The fact is that expenditure on health care as a percentage of GDP in this country is the highest in the world if you exclude the Pacific islands; America’s health care system is 37th in the world, way behind France, Italy, Germany, the UK and most of the industrialized world (indeed the US is one of the highest, if not the highest, only among those nations lacking public healthcare); and the US’ health performance rank – that is the efficiency, fairness and cost effectiveness of the entire system – is a whopping 72nd, far behind first and third world alike. (We are below China.) Overall life expectancy is better – 24th. But still behind the UK. (All numbers from the WHO in 2000. They’re questioned and questionable, of course, but far better founded than a lot of the information major papers will run; I defy you to find a study of equal comprehensiveness and trustworthiness that speaks better of the US.)

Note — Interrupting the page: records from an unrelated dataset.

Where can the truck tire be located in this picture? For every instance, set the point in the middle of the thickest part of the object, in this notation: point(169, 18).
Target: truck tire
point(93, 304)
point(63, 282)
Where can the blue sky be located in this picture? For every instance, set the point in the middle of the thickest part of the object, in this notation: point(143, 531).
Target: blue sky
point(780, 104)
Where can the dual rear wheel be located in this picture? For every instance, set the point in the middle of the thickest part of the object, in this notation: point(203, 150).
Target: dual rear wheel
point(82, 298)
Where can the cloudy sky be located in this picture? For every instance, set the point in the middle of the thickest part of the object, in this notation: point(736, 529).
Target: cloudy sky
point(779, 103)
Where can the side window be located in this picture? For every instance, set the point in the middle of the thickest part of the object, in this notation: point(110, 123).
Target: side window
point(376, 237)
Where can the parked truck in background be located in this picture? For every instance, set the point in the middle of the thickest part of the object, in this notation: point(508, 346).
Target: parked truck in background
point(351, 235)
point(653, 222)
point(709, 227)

The fact is that health care is a moral issue. When Congress starts harping about money I stop listening. Frankly I don’t care how much it costs. 40 million uninsured and 27 million underinsured in this country equals early deaths from preventable disease; equals higher total expense because of the lack of wellness care, which means people aren’t treated until they’re already sick; equals lower life expectancy. It equals crime, as people are impoverished forcing to make difficult choices and scrabble together whatever they can get to care for themselves and their family.
It even equals impaired national security. America’s strength in the world is heavily dependent on the ability of our businesses and our government to attract the most brilliant minds anywhere, and we do so with our prosperity, our security, our liberty and the amenities life in the United States offers. The lack of a guaranteed, quality national health insurance is going to be a great and increasing disincentive to jumping through the hoops necessary to live and work in the United States. This erodes America’s attractiveness and erodes that competitive ability. (Imagine it – a single national health system improves competitiveness!)
This is an issue of life and death today and it will only become more so. That – not money – is the heart of the matter.